The proposal in force means giving up all pending votes on the proposal (whether in favor or against) and starting with a clear list.

Cascade voting

Complex cases may occur during signer cancellation. If the previously authorized signer is revoked, the number of signers required to approve the proposal may be reduced by one. This may lead to a consensus on one or more pending proposals, which may further affect the new proposal.

When multiple conflicting proposals are passed at the same time (for example, adding a new signer vs deleting an existing proposer), it is not obvious that the situation is evaluated, and the evaluation order may completely change the result of the final authorization list. Since the signer may reverse their own vote in each of their own blocks, it is not so obvious which proposal will be "first".

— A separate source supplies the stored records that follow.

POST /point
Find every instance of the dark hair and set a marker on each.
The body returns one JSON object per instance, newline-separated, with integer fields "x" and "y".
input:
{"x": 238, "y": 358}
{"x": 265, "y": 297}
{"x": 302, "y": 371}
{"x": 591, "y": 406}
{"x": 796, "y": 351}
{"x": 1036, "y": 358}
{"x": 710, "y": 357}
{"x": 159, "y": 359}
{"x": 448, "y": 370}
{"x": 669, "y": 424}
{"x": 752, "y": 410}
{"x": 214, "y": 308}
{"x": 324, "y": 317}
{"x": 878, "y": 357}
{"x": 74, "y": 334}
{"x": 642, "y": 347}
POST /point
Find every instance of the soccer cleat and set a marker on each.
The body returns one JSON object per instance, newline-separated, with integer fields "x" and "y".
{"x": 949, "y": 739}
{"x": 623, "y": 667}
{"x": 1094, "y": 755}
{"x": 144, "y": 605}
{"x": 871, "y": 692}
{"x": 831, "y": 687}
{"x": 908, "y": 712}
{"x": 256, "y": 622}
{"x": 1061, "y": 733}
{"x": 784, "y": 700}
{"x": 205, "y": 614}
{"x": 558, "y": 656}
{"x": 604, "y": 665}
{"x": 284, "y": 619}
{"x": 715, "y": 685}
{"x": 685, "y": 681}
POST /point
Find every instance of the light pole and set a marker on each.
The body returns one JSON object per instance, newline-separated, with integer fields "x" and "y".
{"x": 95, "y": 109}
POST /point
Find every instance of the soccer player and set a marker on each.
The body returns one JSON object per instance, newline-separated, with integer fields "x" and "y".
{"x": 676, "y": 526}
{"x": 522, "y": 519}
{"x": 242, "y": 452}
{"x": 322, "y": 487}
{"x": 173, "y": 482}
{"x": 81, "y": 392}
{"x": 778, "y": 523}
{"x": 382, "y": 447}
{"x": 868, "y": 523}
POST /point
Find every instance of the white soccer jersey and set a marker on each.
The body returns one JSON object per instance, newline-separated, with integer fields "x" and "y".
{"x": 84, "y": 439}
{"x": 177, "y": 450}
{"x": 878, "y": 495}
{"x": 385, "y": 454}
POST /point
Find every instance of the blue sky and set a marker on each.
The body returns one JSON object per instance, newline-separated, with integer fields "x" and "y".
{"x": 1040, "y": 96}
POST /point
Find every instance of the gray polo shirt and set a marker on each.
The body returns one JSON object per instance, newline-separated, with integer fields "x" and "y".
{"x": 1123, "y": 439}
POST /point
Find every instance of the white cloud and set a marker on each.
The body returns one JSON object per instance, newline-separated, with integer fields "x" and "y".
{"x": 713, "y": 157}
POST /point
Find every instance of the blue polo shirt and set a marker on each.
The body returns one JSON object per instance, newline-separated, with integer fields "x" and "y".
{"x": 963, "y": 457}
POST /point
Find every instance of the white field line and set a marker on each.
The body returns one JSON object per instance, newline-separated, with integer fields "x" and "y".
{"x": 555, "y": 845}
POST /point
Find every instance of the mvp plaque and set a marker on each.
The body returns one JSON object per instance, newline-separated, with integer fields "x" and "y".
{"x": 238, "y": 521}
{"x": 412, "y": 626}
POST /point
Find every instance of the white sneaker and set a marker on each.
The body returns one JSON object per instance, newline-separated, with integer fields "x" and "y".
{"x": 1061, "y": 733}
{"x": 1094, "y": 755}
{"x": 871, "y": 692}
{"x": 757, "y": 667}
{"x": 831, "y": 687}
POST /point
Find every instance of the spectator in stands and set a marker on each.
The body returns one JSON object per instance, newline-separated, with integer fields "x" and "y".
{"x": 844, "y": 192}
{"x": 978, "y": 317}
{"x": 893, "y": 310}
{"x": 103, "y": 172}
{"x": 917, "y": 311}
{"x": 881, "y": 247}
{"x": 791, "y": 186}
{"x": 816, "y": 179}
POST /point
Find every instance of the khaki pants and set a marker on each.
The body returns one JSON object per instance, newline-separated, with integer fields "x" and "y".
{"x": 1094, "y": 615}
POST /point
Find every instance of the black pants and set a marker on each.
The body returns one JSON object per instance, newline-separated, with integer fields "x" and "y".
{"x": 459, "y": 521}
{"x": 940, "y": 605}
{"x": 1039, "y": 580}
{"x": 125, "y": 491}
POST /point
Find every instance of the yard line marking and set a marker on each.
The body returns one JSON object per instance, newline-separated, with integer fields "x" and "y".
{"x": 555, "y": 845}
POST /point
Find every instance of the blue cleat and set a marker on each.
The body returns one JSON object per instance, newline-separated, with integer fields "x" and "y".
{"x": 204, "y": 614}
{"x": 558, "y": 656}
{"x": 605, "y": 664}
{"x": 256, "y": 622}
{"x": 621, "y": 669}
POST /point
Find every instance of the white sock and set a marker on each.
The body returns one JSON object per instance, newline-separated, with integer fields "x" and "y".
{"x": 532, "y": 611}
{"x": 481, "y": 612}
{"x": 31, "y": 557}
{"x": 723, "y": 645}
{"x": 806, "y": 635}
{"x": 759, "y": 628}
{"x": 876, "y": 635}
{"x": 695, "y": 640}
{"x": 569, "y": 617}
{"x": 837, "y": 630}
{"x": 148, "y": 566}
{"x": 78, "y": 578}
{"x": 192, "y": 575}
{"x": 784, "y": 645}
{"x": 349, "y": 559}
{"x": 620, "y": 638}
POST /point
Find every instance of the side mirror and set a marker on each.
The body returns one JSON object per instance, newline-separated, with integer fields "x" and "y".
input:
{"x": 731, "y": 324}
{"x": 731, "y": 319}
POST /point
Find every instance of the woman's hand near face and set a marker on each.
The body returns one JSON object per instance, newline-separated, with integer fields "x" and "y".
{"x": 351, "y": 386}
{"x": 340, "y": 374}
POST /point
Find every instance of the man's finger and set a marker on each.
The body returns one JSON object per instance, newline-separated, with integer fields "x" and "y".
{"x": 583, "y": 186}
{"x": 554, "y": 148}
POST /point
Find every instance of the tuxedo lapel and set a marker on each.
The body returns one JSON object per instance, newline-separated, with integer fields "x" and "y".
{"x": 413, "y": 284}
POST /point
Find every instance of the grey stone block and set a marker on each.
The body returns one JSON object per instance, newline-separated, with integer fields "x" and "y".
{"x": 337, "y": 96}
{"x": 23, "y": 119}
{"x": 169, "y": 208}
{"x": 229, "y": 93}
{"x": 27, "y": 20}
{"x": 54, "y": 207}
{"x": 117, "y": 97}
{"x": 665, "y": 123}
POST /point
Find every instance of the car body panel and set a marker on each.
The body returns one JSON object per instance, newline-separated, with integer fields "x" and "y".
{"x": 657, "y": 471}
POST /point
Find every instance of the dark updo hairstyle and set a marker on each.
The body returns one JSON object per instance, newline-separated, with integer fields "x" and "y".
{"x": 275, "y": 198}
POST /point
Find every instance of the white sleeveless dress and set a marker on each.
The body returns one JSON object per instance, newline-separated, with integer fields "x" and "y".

In order to avoid the defects caused by cascading implementation, the solution is to explicitly prohibit the cascading effect. In other words: only the current title/voting beneficiary can be added to or removed from the authorization list. If this leads to consensus on other recommendations, then when their respective beneficiaries “trigger” again, these recommendations will be implemented (because most people's consensus is still at this point).

Voting strategy

Since the blockchain can have very small reorgs, the naïve voting mechanism of "cast-and-forget" may not be optimal, as blocks containing singleton votes may not end in the final chain.

A simple but working strategy is to allow users to configure "proposals" on the signer (eg "add 0x ...", "drop 0x ..."). Sign the code and then you can choose a random recommendation for each block it signs and injects. This ensures that multiple concurrent proposals and reorgs are ultimately noticed on the chain.

This list may expire after a certain number of blocks/epoch, but it is important to realize that "seeing" a proposal does not mean that it will not be reassembled, so it should not be abandoned immediately when the proposal passes.